Il peignait d’après nature. Les sujets n’étaient que prétexte à la pratique de l’encre mais il avait vu ce qu’il avait peint. On pouvait reconnaître des montagnes caillouteuses, des arbres tropicaux, des fruits étranges ; des femmes penchées dans un paysage de rizière, des hommes en djellaba flottante, des villages de montagne ; des traces de brouillard sur des collines pointues, des fleuves bordés de forêt. Et des hommes en uniforme, beaucoup, héroïques et maigres, dont certains allongés, visiblement morts.

« Vous peignez depuis longtemps ?

— Une soixantaine d’années.

— Vous vendez tout ?

— Tout ceci m’encombre. Alors je débarrasse le grenier et je prends l’air le dimanche. À mon âge ce sont deux activités importantes. Accessoirement je retrouve des dessins oubliés, j’essaie de me souvenir de quand ils datent, et je parle peinture avec les passants. Mais la plupart ne disent que des âneries ; alors pour l’instant ne dites rien. »
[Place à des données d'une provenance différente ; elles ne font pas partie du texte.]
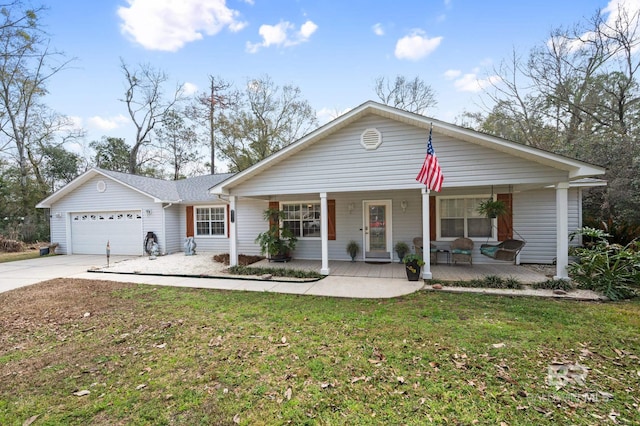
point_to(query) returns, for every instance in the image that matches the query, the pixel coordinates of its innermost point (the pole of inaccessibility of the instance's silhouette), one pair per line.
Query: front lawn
(97, 352)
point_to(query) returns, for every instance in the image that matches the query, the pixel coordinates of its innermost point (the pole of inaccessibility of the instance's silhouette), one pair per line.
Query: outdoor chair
(418, 244)
(461, 251)
(507, 250)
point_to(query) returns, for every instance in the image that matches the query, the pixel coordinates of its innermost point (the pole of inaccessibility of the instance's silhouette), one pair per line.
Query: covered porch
(524, 274)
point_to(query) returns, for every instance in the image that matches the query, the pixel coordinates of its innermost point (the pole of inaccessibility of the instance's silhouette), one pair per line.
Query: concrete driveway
(26, 272)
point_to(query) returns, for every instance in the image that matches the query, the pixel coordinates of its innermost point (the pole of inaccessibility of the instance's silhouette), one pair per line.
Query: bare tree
(267, 118)
(218, 98)
(411, 95)
(146, 105)
(26, 65)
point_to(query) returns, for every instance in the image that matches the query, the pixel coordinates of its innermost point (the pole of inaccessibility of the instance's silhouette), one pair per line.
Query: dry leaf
(30, 420)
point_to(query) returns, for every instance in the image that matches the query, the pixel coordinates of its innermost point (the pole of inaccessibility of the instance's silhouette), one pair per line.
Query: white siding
(535, 220)
(339, 163)
(174, 238)
(116, 197)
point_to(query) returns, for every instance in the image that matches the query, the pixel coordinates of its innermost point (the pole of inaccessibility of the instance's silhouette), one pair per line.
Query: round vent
(371, 139)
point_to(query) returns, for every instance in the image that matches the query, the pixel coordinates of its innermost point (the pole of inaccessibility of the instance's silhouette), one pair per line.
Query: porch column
(426, 237)
(562, 230)
(233, 231)
(324, 233)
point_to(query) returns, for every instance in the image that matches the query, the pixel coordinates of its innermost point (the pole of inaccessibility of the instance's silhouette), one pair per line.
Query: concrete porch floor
(396, 270)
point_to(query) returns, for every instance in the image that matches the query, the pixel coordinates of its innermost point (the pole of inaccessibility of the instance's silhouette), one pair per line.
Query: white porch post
(233, 231)
(324, 233)
(562, 230)
(426, 237)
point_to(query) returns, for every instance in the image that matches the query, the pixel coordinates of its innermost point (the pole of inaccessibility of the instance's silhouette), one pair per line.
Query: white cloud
(169, 24)
(416, 46)
(471, 83)
(325, 114)
(110, 123)
(282, 34)
(452, 74)
(189, 89)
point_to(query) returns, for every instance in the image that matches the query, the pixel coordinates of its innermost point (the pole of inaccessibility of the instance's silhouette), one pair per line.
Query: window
(302, 219)
(459, 217)
(211, 221)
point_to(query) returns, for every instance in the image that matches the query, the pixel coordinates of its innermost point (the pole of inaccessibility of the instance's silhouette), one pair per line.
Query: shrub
(612, 269)
(550, 284)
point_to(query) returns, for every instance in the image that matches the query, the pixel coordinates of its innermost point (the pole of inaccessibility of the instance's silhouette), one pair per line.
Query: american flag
(430, 173)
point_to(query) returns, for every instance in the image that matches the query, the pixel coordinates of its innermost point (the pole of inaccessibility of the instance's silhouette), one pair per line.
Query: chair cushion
(460, 251)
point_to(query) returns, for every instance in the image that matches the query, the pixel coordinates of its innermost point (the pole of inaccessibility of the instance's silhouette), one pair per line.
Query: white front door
(377, 230)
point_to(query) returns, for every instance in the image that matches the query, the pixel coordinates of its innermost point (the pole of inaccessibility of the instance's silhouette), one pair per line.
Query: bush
(565, 285)
(611, 269)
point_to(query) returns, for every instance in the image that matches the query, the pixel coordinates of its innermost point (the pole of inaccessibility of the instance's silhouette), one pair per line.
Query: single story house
(351, 179)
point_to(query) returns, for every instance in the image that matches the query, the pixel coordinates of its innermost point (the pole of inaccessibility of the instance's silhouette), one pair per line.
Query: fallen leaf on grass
(30, 420)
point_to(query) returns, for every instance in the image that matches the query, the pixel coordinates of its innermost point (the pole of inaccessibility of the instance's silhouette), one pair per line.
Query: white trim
(494, 222)
(576, 169)
(195, 222)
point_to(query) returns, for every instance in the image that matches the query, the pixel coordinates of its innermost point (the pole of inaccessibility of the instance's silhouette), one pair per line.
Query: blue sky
(332, 50)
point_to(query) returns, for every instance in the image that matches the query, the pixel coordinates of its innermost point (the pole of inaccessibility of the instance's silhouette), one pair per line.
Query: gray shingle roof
(194, 189)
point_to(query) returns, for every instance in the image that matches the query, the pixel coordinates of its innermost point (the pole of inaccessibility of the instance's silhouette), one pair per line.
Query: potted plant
(413, 265)
(353, 248)
(401, 249)
(492, 208)
(277, 242)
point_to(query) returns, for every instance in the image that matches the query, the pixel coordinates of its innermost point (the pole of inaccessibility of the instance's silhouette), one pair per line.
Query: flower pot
(413, 271)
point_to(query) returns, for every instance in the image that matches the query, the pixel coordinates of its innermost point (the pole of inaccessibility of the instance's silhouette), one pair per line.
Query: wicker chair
(461, 251)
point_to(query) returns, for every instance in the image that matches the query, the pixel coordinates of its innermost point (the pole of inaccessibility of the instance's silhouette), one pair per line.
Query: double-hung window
(211, 221)
(303, 219)
(459, 217)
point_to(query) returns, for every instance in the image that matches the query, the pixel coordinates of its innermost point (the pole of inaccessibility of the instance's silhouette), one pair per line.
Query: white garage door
(90, 233)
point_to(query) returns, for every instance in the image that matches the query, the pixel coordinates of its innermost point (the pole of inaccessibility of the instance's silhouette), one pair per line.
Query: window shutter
(505, 222)
(331, 218)
(432, 218)
(190, 231)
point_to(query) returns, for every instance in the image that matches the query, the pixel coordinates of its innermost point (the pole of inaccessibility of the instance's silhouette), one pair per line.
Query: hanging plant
(492, 208)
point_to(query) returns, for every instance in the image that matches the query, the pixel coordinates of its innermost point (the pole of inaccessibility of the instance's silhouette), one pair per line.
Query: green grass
(265, 358)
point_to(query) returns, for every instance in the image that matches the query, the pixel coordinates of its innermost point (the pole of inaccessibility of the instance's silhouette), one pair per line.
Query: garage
(90, 232)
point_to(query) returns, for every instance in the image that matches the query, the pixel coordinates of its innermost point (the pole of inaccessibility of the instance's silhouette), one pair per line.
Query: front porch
(524, 274)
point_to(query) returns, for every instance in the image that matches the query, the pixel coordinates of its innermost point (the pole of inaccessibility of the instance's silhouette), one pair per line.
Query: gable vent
(371, 139)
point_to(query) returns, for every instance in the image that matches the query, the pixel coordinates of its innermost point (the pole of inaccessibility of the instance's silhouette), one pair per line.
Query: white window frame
(301, 203)
(224, 221)
(494, 222)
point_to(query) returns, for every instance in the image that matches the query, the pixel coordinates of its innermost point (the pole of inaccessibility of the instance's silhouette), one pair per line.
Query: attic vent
(371, 139)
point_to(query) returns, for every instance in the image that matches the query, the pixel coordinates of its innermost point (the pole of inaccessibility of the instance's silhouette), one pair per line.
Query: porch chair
(418, 244)
(461, 250)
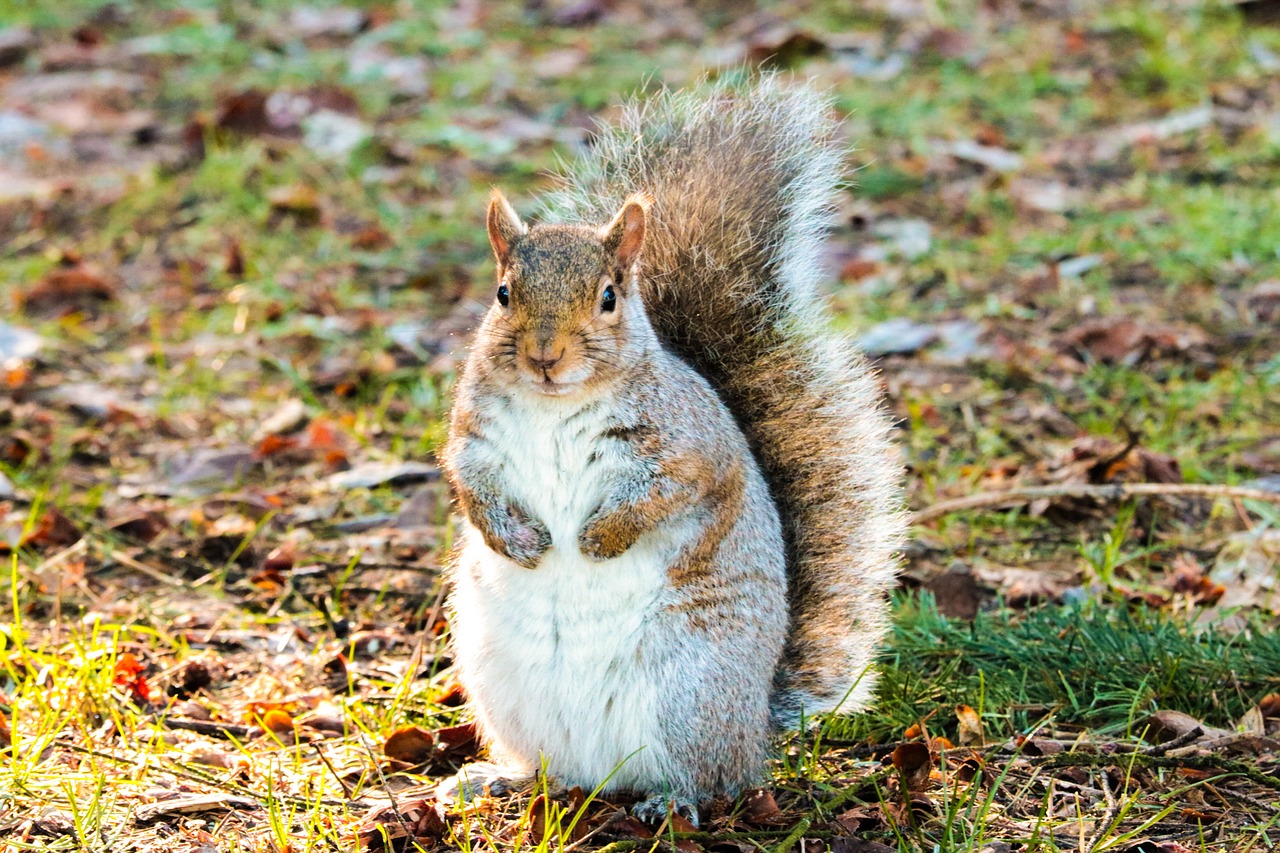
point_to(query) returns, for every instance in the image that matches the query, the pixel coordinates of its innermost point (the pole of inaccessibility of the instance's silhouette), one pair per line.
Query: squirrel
(681, 502)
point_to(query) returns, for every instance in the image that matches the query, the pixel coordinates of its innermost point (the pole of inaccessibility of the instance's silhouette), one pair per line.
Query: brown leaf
(956, 592)
(579, 13)
(681, 824)
(1166, 725)
(68, 290)
(845, 844)
(914, 762)
(411, 746)
(1120, 340)
(371, 238)
(772, 40)
(970, 726)
(298, 200)
(54, 530)
(460, 742)
(280, 560)
(759, 808)
(233, 260)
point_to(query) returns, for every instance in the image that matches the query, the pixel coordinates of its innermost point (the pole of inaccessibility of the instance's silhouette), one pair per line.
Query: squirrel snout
(544, 361)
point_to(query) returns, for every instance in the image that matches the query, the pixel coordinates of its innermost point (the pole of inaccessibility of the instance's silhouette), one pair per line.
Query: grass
(356, 301)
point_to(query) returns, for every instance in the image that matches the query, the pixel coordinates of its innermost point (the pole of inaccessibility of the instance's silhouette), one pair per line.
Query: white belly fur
(549, 656)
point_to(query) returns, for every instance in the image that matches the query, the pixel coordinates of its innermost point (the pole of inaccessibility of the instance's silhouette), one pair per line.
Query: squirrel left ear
(504, 227)
(624, 237)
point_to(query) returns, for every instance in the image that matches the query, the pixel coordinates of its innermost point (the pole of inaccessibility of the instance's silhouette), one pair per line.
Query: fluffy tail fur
(743, 179)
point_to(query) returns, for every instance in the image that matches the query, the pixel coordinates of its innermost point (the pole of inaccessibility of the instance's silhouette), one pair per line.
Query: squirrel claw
(475, 780)
(656, 810)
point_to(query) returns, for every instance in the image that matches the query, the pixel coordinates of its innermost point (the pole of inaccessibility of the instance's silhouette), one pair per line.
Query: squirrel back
(743, 181)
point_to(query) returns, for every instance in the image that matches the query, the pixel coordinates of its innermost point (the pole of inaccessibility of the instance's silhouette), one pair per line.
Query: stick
(1139, 760)
(1115, 492)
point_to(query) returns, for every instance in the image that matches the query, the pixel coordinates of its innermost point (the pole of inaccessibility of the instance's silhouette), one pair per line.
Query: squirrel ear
(504, 227)
(624, 237)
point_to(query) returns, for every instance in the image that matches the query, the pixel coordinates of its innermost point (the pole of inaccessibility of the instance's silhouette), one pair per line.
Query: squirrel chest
(562, 655)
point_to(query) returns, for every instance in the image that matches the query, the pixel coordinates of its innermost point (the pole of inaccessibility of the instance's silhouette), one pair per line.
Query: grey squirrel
(681, 502)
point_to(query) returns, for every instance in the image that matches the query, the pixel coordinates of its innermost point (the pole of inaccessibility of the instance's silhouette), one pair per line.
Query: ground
(241, 246)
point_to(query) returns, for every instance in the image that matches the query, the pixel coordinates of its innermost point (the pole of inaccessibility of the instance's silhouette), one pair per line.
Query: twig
(391, 796)
(206, 728)
(1112, 492)
(1109, 817)
(346, 788)
(647, 843)
(794, 835)
(1191, 735)
(1139, 760)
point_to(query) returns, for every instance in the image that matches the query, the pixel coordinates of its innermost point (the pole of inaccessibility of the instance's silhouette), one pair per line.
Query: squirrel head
(567, 314)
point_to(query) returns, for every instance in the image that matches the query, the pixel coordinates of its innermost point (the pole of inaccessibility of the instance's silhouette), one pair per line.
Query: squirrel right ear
(504, 227)
(624, 237)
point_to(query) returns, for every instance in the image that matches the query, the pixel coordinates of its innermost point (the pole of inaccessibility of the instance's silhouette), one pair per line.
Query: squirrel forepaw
(519, 538)
(479, 779)
(603, 541)
(656, 810)
(528, 543)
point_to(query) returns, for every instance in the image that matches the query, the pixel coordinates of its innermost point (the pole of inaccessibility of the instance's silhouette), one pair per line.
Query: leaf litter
(224, 377)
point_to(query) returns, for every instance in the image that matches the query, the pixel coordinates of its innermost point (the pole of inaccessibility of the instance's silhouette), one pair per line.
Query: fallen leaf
(300, 201)
(68, 290)
(913, 762)
(759, 808)
(1120, 340)
(383, 474)
(411, 746)
(970, 726)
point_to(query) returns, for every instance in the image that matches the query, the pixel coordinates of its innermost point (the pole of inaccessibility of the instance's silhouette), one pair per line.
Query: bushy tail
(743, 181)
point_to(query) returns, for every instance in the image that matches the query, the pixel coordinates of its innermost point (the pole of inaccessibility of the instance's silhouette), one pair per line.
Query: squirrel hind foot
(654, 810)
(480, 779)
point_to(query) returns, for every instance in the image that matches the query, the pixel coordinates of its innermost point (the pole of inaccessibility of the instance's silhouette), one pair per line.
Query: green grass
(1184, 229)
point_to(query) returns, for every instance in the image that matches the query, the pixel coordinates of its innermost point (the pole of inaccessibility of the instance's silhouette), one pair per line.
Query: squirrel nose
(544, 361)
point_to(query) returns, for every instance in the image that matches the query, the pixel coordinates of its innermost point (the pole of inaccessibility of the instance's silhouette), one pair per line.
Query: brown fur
(740, 182)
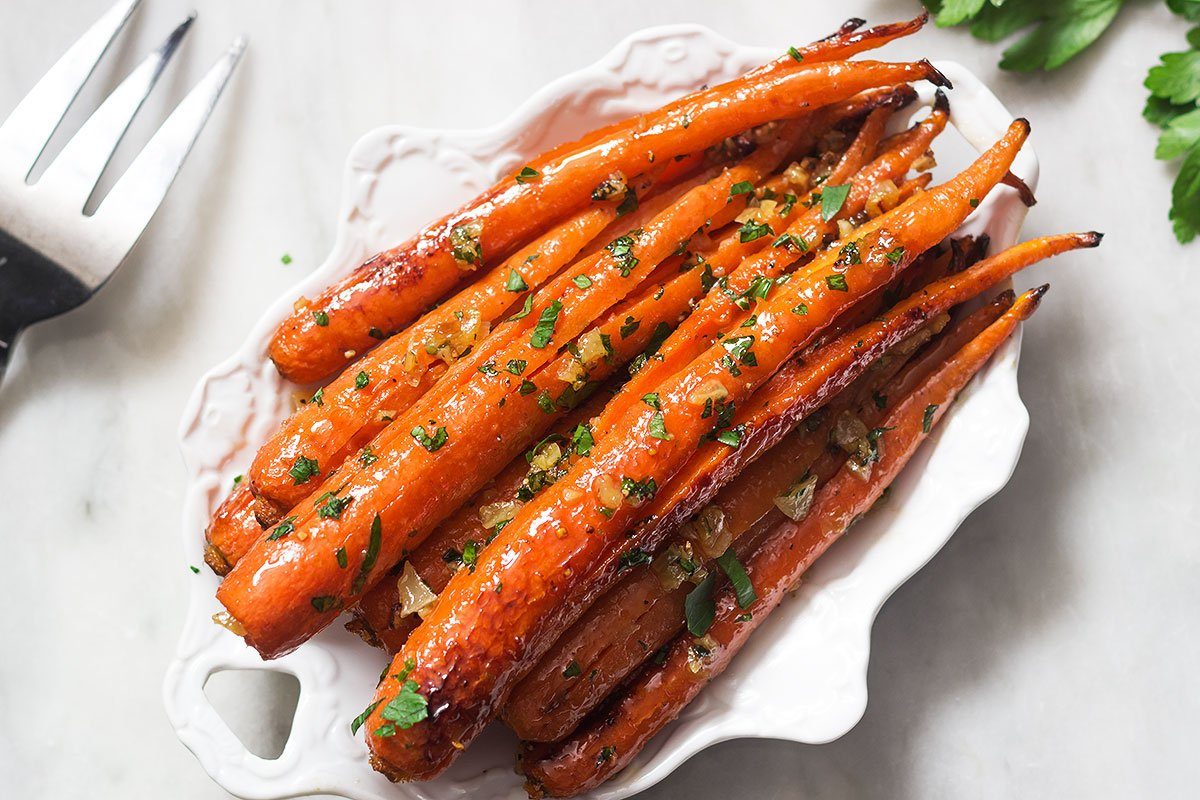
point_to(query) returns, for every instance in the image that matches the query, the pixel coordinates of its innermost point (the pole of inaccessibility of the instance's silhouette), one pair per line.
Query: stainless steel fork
(53, 257)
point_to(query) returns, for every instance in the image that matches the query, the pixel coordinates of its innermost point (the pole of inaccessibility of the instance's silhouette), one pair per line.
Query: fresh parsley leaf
(363, 717)
(1177, 78)
(732, 567)
(1186, 198)
(1180, 136)
(927, 420)
(832, 199)
(430, 443)
(699, 607)
(407, 708)
(545, 328)
(515, 282)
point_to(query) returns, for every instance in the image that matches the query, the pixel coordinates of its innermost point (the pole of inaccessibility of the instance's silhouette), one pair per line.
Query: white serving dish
(814, 651)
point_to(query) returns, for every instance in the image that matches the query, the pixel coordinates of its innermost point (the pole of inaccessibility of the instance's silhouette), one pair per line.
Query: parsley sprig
(1057, 30)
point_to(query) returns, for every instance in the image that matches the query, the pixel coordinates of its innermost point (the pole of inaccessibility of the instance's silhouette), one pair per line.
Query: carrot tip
(941, 102)
(935, 76)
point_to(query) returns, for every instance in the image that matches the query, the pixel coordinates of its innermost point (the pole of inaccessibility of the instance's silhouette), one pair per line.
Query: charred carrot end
(618, 733)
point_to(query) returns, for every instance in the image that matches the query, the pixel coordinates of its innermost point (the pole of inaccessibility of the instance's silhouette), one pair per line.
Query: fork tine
(30, 126)
(133, 199)
(75, 172)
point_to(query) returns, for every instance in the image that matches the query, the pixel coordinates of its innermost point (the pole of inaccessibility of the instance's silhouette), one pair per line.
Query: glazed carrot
(786, 398)
(378, 618)
(615, 737)
(642, 612)
(393, 288)
(460, 434)
(846, 42)
(562, 549)
(345, 416)
(719, 308)
(232, 531)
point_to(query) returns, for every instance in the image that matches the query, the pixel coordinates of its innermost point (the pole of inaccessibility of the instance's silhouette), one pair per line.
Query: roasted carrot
(343, 416)
(844, 43)
(233, 530)
(456, 542)
(550, 701)
(799, 238)
(562, 548)
(393, 288)
(786, 398)
(618, 733)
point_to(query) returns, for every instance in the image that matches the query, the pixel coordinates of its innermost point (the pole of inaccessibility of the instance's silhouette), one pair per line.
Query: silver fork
(53, 257)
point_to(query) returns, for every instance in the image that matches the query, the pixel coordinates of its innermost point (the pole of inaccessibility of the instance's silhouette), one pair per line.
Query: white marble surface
(1050, 650)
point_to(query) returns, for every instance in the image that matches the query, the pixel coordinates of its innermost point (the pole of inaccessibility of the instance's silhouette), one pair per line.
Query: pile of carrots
(577, 439)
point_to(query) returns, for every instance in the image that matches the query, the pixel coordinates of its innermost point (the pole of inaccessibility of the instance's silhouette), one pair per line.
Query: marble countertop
(1049, 650)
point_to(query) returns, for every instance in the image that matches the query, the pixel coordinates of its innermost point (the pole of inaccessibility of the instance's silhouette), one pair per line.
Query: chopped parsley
(304, 470)
(751, 230)
(791, 241)
(832, 199)
(515, 282)
(659, 427)
(363, 717)
(286, 527)
(622, 250)
(741, 187)
(324, 602)
(465, 245)
(582, 439)
(545, 328)
(330, 506)
(631, 558)
(430, 443)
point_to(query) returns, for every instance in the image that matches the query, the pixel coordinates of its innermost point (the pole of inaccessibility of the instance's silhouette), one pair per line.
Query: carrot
(550, 702)
(789, 396)
(460, 434)
(393, 288)
(378, 618)
(616, 735)
(343, 416)
(232, 531)
(562, 548)
(846, 42)
(717, 312)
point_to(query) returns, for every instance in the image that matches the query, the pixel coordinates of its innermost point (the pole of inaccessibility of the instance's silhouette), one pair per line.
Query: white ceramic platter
(814, 651)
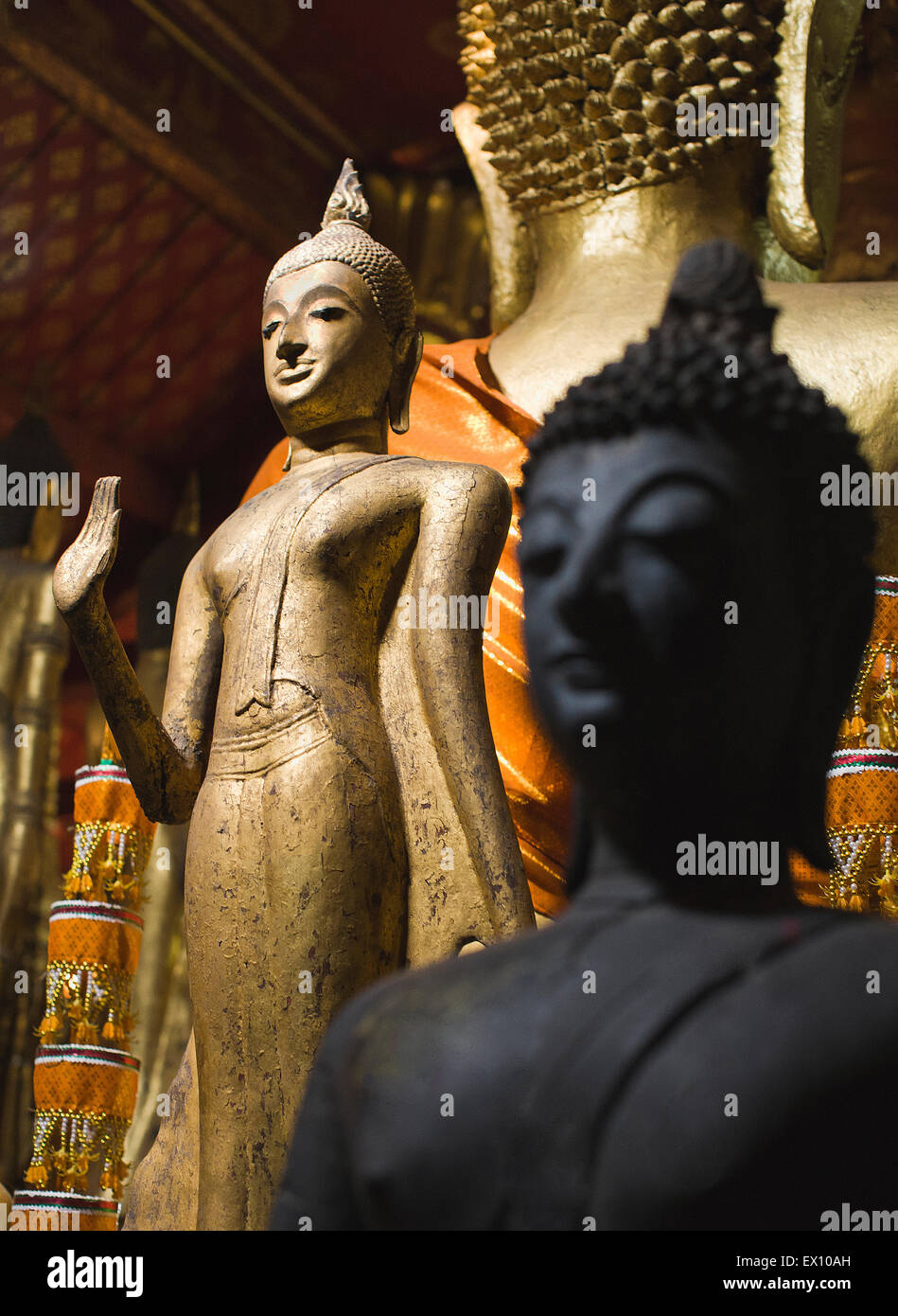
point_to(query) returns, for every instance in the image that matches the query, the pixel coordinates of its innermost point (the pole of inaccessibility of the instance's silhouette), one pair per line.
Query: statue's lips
(583, 671)
(294, 377)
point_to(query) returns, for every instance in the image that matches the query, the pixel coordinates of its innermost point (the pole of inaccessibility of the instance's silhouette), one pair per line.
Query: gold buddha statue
(590, 198)
(347, 813)
(33, 651)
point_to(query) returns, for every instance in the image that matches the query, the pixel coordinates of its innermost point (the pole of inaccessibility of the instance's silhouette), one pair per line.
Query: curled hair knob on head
(718, 279)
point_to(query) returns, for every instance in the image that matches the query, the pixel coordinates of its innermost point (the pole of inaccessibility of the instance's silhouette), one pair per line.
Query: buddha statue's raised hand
(83, 569)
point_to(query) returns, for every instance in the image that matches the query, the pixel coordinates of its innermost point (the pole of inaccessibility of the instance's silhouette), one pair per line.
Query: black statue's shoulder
(587, 1069)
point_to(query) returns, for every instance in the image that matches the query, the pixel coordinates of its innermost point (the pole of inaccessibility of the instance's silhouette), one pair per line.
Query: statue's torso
(346, 550)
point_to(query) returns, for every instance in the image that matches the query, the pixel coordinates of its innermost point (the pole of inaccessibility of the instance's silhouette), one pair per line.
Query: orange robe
(466, 418)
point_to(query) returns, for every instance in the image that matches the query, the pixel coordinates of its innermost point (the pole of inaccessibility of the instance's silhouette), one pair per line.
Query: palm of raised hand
(83, 567)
Je continuai de feuilleter en silence, je suivais son conseil, j’aurais tellement aimé lui parler mais je ne savais pas de quoi.

« Vous y étiez vraiment, en Indochine ?

— Voyez. Je n’invente rien. C’est dommage d’ailleurs, car j’aurais pu peindre davantage.

— Vous y étiez, à l’époque ?

— Si la question est : avec l’armée ? oui. Avec le Corps Expéditionnaire Français en Extrême-Orient.

— Vous étiez peintre aux armées ?

— Pas du tout : officier parachutiste. Je devais être le seul parachutiste dessinateur. On se foutait un peu de moi à cause de cette manie. Mais pas trop. Car si l’armée coloniale n’avait pas ce genre de délicatesses, on y trouvait de tout. Et puis je faisais le portrait des moqueurs. C’est mieux que les photos ; ils aimaient ça, ils venaient m’en redemander. J’ai toujours eu du papier et de l’encre ; partout où j’allais, je dessinais. »

Je feuilletais fiévreusement comme découvrant un trésor. Je passais d’un carton à l’autre, les ouvrais, en sortais les feuilles, et je suivais en moi les traits de son pinceau, j’en suivais le trajet et le désir dans mes doigts, dans mon bras, mon épaule, et mon ventre. Chaque feuille s’ouvrait devant moi comme un paysage au tournant d’un chemin, et ma main voletait par-dessus en décrivant des volutes, et je sentais en tous mes membres la fatigue d’avoir fait le parcours de tous les traits. Certains n’étaient que des croquis, d’autres de grandes compositions fouillées, mais tout baignait dans une lumière droite qui traversait les corps, leur rendait sur le papier cette présence qu’un instant ils avaient eue. En bas à droite il signait clairement de son nom, Victorien Salagnon. Près de la signature des dates étaient ajoutées au crayon, certaines précises au jour près, et parfois l’heure, d’autres très vagues, réduites à l’année.